Nancy Cassutt Ison was a creative and compassionate news leader whose influence at television, radio and digital newsrooms spanned five decades. Beginning as a television reporter in the 1980s, she went on to help run WCCO-TV News in Minneapolis, Minnesota Public Radio News in St. Paul and the national economics radio show MarketPlace in Los Angeles, among others. She had a reputation for mentoring young journalists and reorganizing newsrooms to effectively navigate an increasingly complex and constantly changing news industry.
Ison died June 19 of a glioblastoma brain tumor at her home in Hudson, WI, surrounded by her family. She was 64.
Known in the news industry as Nancy Cassutt, she began forging her career on the air at WDIO-TV in Duluth, MN, in 1984, covering local government and politics. While reporting on a city council meeting, she met a competitor from the local newspaper. She and Chris Ison eventually would be married for almost 38 years, continuing the journalism competition for much of that time. After a stint reporting in Green Bay, WI, she became the assignment editor at KSTP-TV in the Twin Cities, and then at WCCO. By 1990 she was overseeing the WCCO newsroom as Managing Editor and Assistant News Director.
In 2000, Ison joined a young company called Internet Broadcasting, where, as Vice President for Content and Operations and later a Senior Vice President, she helped create and run news websites for television stations around the country, most of which had done little to adapt to the digital age. In 2010 she was lured to Minnesota Public Radio, where she would go on to manage several departments. Six years later, she became MPR’s Executive Director of News and Programming. In 2019 she became Managing Director of News at MarketPlace, the business and economics radio show in Los Angeles owned by MPR’s parent company, American Public Media (APM), where she helped guide the newsroom during the Covid 19 pandemic.
Ison brought creativity, vision and a strong sense of ethics to her newsrooms. In 2017 and 2018 the popular show “A Prairie Home Companion” became embroiled in a sexual harassment scandal allegedly involving host Garrison Keillor. The show was distributed by APM and was important to the success of APM and MPR. Ison didn’t let that relationship deter her newsroom from critical, in-depth coverage. She separated herself from others on the company’s management team to ensure she could help direct coverage without interference or the appearance of conflict of interest. MPR’s coverage won the Society of Professional Journalists Ethics in Journalism Award. Later, Ison saw promise in a small, start-up news site covering Minnesota’s immigrant community. She invested MPR resources in the Sahan Journal, sharing stories that helped both organizations expand their coverage and reach a larger audience. It also brought what she said was important diversity in coverage and in her staff’s perspective. Today, Sahan is an independent, award-winning news site with a staff of more than 20.
Ison retired in 2022, but that lasted only days. She joined a national marketing agency, and later oversaw the sponsorship sales team at Twin Cities Public Television before her cancer diagnosis forced her to step away to focus on treatment. But the cancer didn’t stop her drive.

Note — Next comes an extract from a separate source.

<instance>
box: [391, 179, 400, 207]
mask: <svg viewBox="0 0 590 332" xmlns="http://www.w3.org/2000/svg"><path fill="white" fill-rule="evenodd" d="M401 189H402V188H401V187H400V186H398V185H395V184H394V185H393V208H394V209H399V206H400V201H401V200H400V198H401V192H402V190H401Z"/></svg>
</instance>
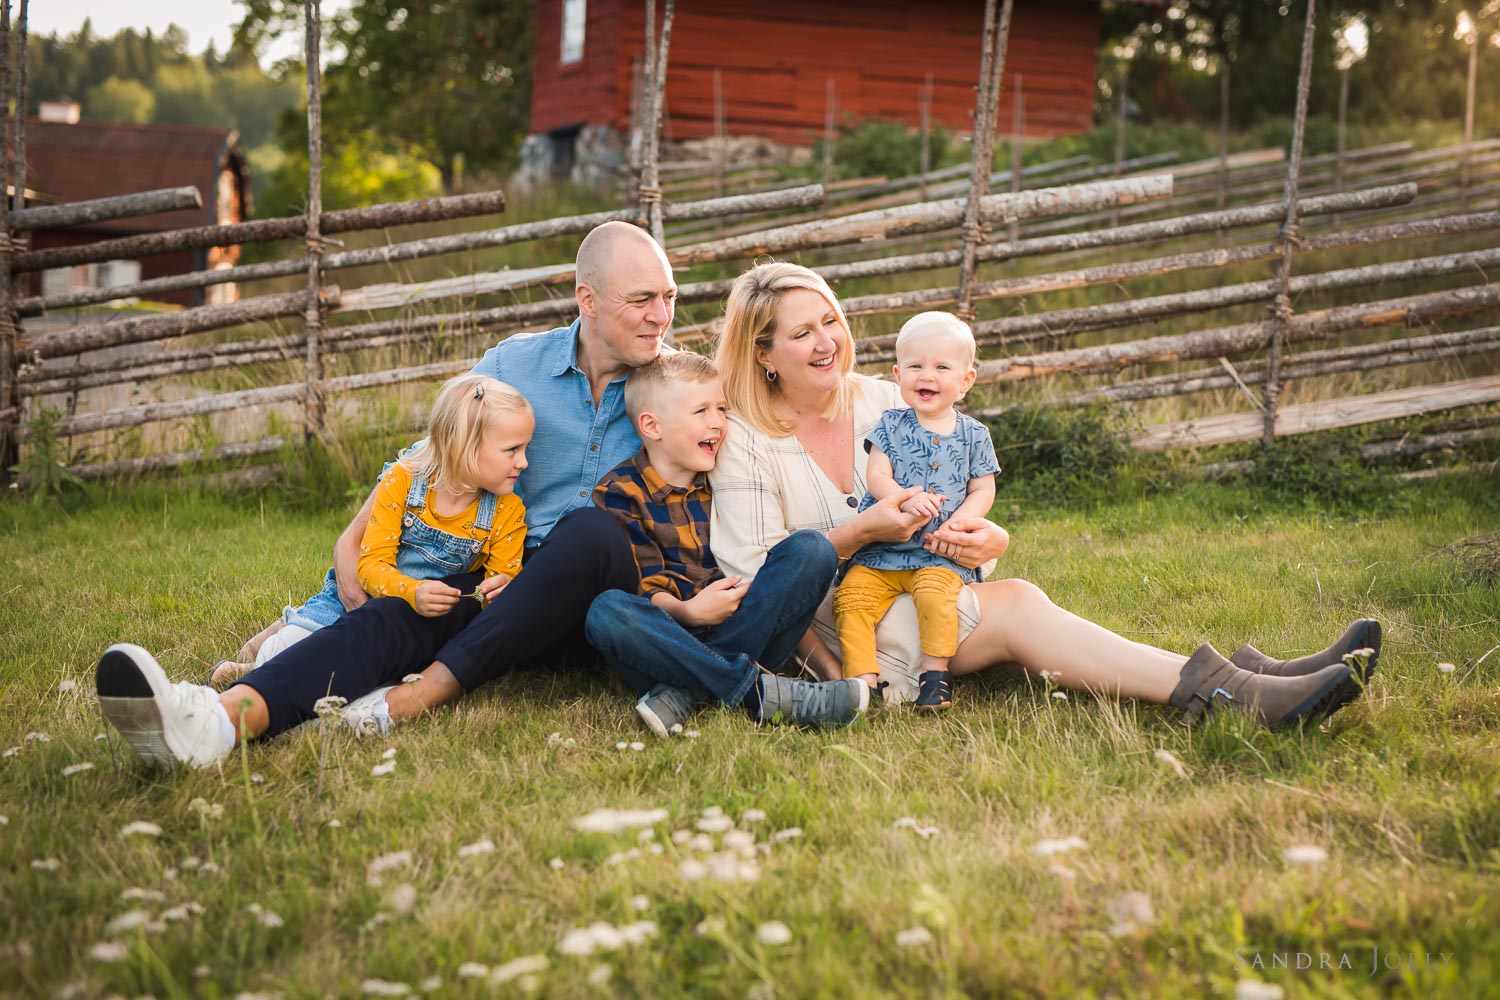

A life-long fitness fanatic, Ison continued to work out on the yoga mat and in the weight room. She had long been known to her neighbors as the 5:30 a.m. runner, even on below-zero mornings. She ran a marathon at age 50. At 64, she received her certification to teach yoga sculpt. She was a cross country and water skier, an avid golfer and hiker. Just weeks before her passing, she was still visiting her personalized weight training class, even when she couldn’t leave her wheelchair.
Ison didn’t let her career keep her from being a devoted parent to her two daughters, a loving partner to her husband and a caregiver to her parents. Old friends called her the glue that kept everyone together. New friends seemed to connect instantly. To her two granddaughters, she was simply known as Cece, the fun grandmother who never tired of chases, laughs and hugs.
Ison was preceded in death by her parents, Florian and Joyce Cassutt, longtime teachers from Hudson. She is survived by her husband, Christopher Ison; two daughters, Kathryn (Craig) Skarnes and Allison Ison (husband Scott Morrison); two granddaughters, Esme and Lena Skarnes; brothers Michael (Cindy) and Mark Cassutt; brother-in-law Luther (Deanne) Ison; and many nieces and nephews.
Services will be 11 a.m. Thursday, July 10, at St. Joan of Arc Catholic Church, 4537 3rd Ave. S., Minneapolis. Visitation is one hour prior, at the church. In lieu of flowers, donations can be made to Arm in Arm in Africa (aiaia.org) or Sahan Journal (sahanjournal.com).